Ludovic ASSO – Il faut mettre en avant tous les dispositifs existants. Actuellement, il y a vraiment beaucoup d’industries qui mettent tout en œuvre pour réussir la transition énergétique, la prise en compte de l’enjeu, l’envie politique et les financements. C’est vraiment le moment d’y aller et l’accompagnement des acteurs techniques comme la CCI invite à l’engagement de la transition énergétique. La problématique de la transition énergétique sera réglée à un tiers par l’État, un tiers par les entreprises et un tiers par les particuliers, chacun aura sa part du travail à accomplir. L’industrie a deux façons d’intervenir dans la transition, d’abord par ses propres principes à engager la transition énergétique industrielle. Les industriels sont des fournisseurs de service énergétique et c’est également par cette mobilisation des acteurs de l’énergie qui nous est confiée au travers du club Énergie Côte d’Azur, qui est le rassemblement de toutes les entreprises de l’énergie des Alpes-Maritimes. C’est aussi par ce vecteur que l’industrie contribue à la transition énergétique.
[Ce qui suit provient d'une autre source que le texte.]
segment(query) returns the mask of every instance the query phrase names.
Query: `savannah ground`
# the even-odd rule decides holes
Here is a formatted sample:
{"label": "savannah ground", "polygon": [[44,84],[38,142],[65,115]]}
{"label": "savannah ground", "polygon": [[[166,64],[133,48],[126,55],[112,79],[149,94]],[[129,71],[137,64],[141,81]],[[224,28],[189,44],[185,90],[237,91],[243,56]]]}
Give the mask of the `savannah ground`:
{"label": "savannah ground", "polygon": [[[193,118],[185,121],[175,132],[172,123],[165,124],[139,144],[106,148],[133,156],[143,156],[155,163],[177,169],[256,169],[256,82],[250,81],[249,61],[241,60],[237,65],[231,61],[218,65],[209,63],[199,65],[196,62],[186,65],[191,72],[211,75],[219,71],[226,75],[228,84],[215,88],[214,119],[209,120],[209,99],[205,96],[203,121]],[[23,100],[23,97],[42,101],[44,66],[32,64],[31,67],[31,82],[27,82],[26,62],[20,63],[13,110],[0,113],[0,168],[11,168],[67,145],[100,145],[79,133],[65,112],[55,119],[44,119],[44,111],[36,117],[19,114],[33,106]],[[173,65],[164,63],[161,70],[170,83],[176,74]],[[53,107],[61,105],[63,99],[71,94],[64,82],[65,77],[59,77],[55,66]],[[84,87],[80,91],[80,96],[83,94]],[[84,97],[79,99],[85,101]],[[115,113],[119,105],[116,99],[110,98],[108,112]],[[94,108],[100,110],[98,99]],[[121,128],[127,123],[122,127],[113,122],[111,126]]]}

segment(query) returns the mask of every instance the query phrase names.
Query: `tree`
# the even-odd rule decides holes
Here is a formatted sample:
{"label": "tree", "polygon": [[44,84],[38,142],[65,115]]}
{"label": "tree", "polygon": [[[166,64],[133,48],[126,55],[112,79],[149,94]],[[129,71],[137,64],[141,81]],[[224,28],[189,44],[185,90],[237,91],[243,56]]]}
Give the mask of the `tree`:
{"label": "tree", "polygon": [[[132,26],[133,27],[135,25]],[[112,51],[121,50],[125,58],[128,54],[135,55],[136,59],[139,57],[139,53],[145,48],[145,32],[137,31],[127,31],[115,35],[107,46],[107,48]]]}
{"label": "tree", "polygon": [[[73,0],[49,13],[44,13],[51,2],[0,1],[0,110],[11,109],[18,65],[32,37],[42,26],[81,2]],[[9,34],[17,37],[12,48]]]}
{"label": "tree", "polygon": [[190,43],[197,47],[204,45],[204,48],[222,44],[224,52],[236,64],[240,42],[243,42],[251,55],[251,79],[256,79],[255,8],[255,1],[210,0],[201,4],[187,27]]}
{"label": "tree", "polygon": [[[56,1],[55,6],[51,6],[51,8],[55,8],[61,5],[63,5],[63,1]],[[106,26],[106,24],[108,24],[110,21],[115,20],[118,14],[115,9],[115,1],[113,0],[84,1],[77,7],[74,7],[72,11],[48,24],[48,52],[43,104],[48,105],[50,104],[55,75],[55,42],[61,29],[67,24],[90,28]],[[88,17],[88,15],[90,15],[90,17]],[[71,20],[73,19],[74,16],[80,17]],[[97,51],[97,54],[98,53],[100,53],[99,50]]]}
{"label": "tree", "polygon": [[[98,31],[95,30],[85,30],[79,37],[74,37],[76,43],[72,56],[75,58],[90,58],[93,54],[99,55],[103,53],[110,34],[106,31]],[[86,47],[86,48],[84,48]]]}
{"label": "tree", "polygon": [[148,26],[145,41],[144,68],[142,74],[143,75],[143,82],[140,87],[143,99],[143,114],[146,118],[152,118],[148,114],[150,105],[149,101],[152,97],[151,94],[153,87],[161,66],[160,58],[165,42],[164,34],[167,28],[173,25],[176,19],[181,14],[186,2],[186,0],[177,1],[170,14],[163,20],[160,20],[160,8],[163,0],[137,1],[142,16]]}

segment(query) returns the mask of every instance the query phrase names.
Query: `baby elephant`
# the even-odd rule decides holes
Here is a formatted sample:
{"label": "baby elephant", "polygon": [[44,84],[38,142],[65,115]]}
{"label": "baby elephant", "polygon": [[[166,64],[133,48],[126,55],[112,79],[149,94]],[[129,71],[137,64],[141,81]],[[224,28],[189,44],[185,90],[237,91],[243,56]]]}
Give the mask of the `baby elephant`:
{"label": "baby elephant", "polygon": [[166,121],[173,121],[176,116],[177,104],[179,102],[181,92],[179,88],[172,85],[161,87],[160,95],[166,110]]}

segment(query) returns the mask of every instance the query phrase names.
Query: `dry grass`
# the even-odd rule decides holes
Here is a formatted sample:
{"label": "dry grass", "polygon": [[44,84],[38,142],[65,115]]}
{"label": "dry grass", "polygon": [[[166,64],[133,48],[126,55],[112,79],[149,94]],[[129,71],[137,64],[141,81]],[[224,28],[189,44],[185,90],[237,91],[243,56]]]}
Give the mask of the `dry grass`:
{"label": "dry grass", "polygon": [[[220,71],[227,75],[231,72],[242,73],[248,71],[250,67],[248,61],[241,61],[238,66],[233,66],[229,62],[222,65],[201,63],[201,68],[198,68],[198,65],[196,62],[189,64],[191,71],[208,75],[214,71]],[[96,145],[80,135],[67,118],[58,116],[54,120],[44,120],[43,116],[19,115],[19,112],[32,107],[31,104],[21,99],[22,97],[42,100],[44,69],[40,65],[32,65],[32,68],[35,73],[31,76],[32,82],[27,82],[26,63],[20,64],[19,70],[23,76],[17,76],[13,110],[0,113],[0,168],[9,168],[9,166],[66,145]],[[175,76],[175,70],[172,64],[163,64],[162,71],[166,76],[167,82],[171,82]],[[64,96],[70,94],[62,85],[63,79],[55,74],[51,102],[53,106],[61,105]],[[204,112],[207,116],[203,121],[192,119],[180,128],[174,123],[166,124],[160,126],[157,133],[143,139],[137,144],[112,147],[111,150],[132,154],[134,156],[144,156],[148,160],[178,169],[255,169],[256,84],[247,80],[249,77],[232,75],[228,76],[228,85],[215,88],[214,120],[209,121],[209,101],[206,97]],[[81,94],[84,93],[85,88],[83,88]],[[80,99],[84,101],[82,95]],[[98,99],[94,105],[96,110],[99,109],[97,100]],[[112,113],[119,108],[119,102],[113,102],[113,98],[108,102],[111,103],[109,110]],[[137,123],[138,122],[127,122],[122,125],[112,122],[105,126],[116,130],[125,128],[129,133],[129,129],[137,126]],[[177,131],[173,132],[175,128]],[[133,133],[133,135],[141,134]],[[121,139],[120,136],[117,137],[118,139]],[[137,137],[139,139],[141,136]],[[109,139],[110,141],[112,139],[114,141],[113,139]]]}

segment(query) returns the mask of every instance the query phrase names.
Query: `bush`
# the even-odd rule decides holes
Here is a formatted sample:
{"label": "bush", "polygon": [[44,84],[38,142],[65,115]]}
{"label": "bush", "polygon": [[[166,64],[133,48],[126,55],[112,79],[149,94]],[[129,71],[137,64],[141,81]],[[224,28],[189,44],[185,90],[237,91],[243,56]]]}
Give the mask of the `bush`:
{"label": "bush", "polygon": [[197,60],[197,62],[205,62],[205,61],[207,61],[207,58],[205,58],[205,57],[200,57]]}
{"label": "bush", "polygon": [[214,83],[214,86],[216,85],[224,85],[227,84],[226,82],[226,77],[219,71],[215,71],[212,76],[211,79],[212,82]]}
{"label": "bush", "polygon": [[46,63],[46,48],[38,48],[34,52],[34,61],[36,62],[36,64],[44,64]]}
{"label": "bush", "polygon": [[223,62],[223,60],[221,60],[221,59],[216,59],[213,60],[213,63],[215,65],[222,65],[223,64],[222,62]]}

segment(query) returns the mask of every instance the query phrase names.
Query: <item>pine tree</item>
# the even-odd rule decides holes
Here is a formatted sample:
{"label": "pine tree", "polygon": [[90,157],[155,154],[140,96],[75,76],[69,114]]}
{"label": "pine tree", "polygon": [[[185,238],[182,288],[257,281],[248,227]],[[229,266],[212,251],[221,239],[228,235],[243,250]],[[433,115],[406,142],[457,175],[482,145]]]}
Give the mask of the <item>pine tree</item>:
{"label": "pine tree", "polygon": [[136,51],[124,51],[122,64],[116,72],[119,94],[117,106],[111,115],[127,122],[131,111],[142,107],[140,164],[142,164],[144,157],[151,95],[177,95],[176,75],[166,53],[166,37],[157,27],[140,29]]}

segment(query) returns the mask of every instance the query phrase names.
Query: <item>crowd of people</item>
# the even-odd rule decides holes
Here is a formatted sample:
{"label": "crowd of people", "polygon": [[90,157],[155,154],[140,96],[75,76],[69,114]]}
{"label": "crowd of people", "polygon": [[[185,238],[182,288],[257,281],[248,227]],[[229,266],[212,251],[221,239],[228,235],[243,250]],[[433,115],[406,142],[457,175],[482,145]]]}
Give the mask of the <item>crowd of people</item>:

Ce nouveau modèle de société n’exclut-il pas la rentabilité des entreprises ?
Avec l’augmentation du coût de l’énergie, les modèles économiques commencent à apporter des solutions pour être rentable. Nous avons une parité de coût de production d’énergie renouvelable qui est le même que celui de la production de l’énergie standard comme l’IPR, nous arrivons à un équilibre de coût avec un investissement qui devient de plus en plus rentable. Pour autant nous devons rattraper la dette écologique que nous avons nous-même créée par la distorsion de modèles économiques qui s’est dégagé dans les 30 dernières années, forcément les enjeux de transitions écologiques auront, globalement, un coût qu’il faudra porter collectivement. Aujourd’hui avec le coût de l’énergie, l’investissement énergétique devient vraiment une pièce maîtresse de la rentabilité et de la différenciation des entreprises. C’est une vraie prise de conscience et un passage à l’acte qui s’accélère.